Today was spent at home, cleaning my room as a part of my recent works with what T. Thorn Coyle calls the Planes of Stability, and which I am tending to think of as things of Earth. Stability, strength, my body, my home, my income. I have been renewing my commitment to healthy eating the last week by focusing my diet mostly on fruit and vegetables. I have cleaned my room and contemplated the things I need to do to turn my rented room into more of a true home for my body and spirit. I have been thinking about my income and my financial needs as well as some of my material ones; and how, ultimately, to balance them with my spiritual needs.
I had a great time watching T.V. and talking with The Fabulous Jonathan about us, and our future, and of various things between he and I. There was also much kissing and hugging and laughter and more conversation.
I cleaned my altar. I rededicated it, replaced the cloth and spreading grains of salt and dry barley and scented oil upon the altar cloth before placing my various tools and symbols and oh-so-sacred-tsotchke’s back on in in order from Air to Fire to Water to Earth to Center. I contemplated again the things of Earth and how long it has been since I had a Pentacle upon my altar, and how I have never actually owned a proper Pentacle.
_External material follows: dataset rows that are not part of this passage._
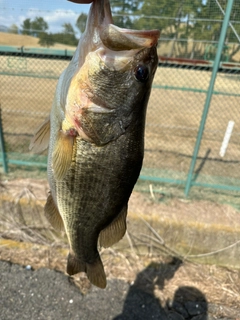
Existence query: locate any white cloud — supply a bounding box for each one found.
[16,9,79,33]
[0,7,85,36]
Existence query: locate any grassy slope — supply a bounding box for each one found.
[0,32,75,50]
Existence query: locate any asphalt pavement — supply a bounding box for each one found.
[0,261,218,320]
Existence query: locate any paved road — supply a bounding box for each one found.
[0,261,225,320]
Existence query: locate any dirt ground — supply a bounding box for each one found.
[0,179,240,319]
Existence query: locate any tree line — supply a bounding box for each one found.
[6,0,240,60]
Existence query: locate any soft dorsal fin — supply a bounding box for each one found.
[29,116,50,153]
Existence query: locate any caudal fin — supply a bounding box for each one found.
[67,253,107,289]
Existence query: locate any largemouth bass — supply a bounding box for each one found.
[30,0,159,288]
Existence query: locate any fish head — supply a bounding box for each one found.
[66,0,160,145]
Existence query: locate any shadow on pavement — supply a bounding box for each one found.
[114,258,208,320]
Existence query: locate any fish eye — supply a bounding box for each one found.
[134,65,149,82]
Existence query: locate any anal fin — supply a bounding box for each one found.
[99,205,127,248]
[44,192,64,231]
[29,116,50,153]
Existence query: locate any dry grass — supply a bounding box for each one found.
[0,179,240,319]
[0,32,75,50]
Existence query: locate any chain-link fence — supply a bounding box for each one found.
[0,0,240,199]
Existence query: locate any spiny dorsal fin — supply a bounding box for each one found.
[99,205,127,248]
[44,192,64,231]
[52,131,75,180]
[29,116,50,153]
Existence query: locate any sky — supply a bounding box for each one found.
[0,0,90,33]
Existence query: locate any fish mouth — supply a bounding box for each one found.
[81,0,160,59]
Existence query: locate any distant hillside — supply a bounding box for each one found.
[0,32,76,50]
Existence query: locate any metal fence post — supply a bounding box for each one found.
[0,106,8,173]
[184,0,234,197]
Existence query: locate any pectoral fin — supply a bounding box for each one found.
[52,131,74,180]
[29,116,50,153]
[44,192,64,231]
[99,205,127,248]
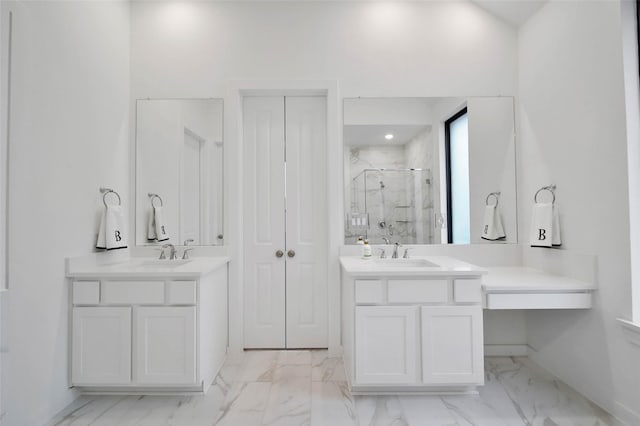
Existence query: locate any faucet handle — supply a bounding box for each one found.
[154,247,167,260]
[182,248,193,260]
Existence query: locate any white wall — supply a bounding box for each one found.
[2,1,130,425]
[132,2,516,98]
[517,1,640,424]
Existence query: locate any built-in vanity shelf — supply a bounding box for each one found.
[67,258,229,394]
[482,267,596,309]
[340,256,484,394]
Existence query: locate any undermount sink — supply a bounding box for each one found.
[137,259,191,269]
[373,259,438,268]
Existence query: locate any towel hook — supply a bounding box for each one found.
[100,187,122,207]
[148,192,164,208]
[484,191,500,207]
[533,184,556,204]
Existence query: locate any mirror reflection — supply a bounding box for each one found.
[343,97,517,244]
[135,99,224,245]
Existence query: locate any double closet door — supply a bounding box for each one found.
[243,96,328,348]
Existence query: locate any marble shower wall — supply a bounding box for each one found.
[345,129,433,244]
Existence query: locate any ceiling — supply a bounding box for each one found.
[471,0,547,28]
[343,124,431,146]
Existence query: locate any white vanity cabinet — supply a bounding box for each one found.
[341,258,484,394]
[70,262,228,393]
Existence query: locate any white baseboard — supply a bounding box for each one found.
[615,401,640,425]
[484,345,529,356]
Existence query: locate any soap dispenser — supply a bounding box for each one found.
[362,240,371,259]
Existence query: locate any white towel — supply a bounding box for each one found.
[147,207,169,241]
[147,207,157,241]
[481,204,506,241]
[96,206,127,250]
[529,203,553,247]
[551,204,562,247]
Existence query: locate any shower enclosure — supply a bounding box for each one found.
[345,169,434,244]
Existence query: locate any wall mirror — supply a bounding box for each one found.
[135,99,224,245]
[343,97,518,244]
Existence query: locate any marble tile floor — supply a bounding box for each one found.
[50,350,619,426]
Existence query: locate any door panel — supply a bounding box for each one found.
[285,97,328,348]
[355,306,418,384]
[243,97,285,348]
[243,97,328,348]
[71,307,131,385]
[421,305,484,384]
[134,306,196,385]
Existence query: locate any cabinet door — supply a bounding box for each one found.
[133,306,196,385]
[421,306,484,385]
[71,307,131,386]
[355,306,418,384]
[243,97,287,349]
[285,97,328,348]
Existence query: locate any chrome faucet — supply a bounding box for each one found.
[182,238,193,259]
[391,243,402,259]
[162,243,178,260]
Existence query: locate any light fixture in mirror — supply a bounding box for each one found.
[343,97,518,244]
[135,99,224,245]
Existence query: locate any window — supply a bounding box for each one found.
[444,107,471,244]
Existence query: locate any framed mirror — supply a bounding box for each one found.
[343,97,518,244]
[135,99,224,245]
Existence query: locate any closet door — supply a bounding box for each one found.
[243,97,286,348]
[285,97,328,348]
My necklaces have always managed to disappear and that flat round smooth rock with the star and circle drawn upon it that sat upon my altars for years is still in storage back in Ak with friends… although I now see it was never really a proper Pentacle but a workable substitute. So among other things I invoked the powers of Earth and asked the Universe to send me either a proper Pentacle or the resources and materials to craft one.
I also thought today about how much of myself I let get battered and hammered down my disappointment and insecurity in the last couple of years. The troubles with income, the gaining and almost immediate loss of my writing gig with the magazine, the difficulties I had finding a full-time job, the falling apart and eventual break up of my relationship with The Big Guy. I let go of hopes and dreams and ideas and inspiration and I lost confidence and trust in my writing and my words somewhere. I stopped writing here, and elsewhere of anything important to me because I had given up on me and on truly wanting to invest myself in things because there didn’t seem to be a point.
I am working on that.
Thorn’s books were a part of my recovery, as were my readings into Hellenic Polytheism, and my getting involved at 1st Unitarian Church Orlando. Committing to myself to reach out to my local and far-flung friends and acquaintances. I am still on my journey, it hasn’t ended and I needn’t give up in the face of disappointments or heartbreak. Broken hearts do heal.
I clapped my hands three times, to get the attention of the Universe and of the part of me that is at once the same stuff as the stars and is the touch of the Divine. I breathed into my Center and Grounded and once again showed up for some of my Work. I breathed into each of my Chakras in turn.
- Into my Base Chakra that swirling ball of red located roughly between the base of my spine and my taint and thought about those things within me needing strength and balance and stability and grounding.
- Into my Sacral Chakra the wheel of yellow between my pubes and my navel and contemplated things within my life and soul that needed feeling and emotions and sensuality and sexuality.
- Into my Third Chakra glowing orange in my Solar Plexus and contemplated what within me needed willpower and what needed aligning with my Will.
- Into my Heart Chakra as I thought about this spinning green globe of energy and everything about and within myself needing the caress of compassion.
- Into my Throat Chakra and within that blue ball I sought out what in me and my life needs creativity and expression.
- Into my Brow Chakra and my third eye indigo and inscrutable I tried to scry what inside of me needs more perception and understanding.
- Into my Crown Chakra, that thousand-fold lotus of purple I at once reached out to the Holy Powers and opened those parts of my soul needing Their touch as best I could.
“Holy Powers help me in my work”
Then I took all of those things withing me I had tried to touch or find and poured them into the blessed water within my Chalice (the magical tool not the U.U. one) and drank deep cleansing and renewing the my spiritual energies.
“Who is this flower above me? What is the Work of This God? I would know myself in all my parts. Blessed Be and So Mote It Be.”
Then I wrote this, and now I shall sleep.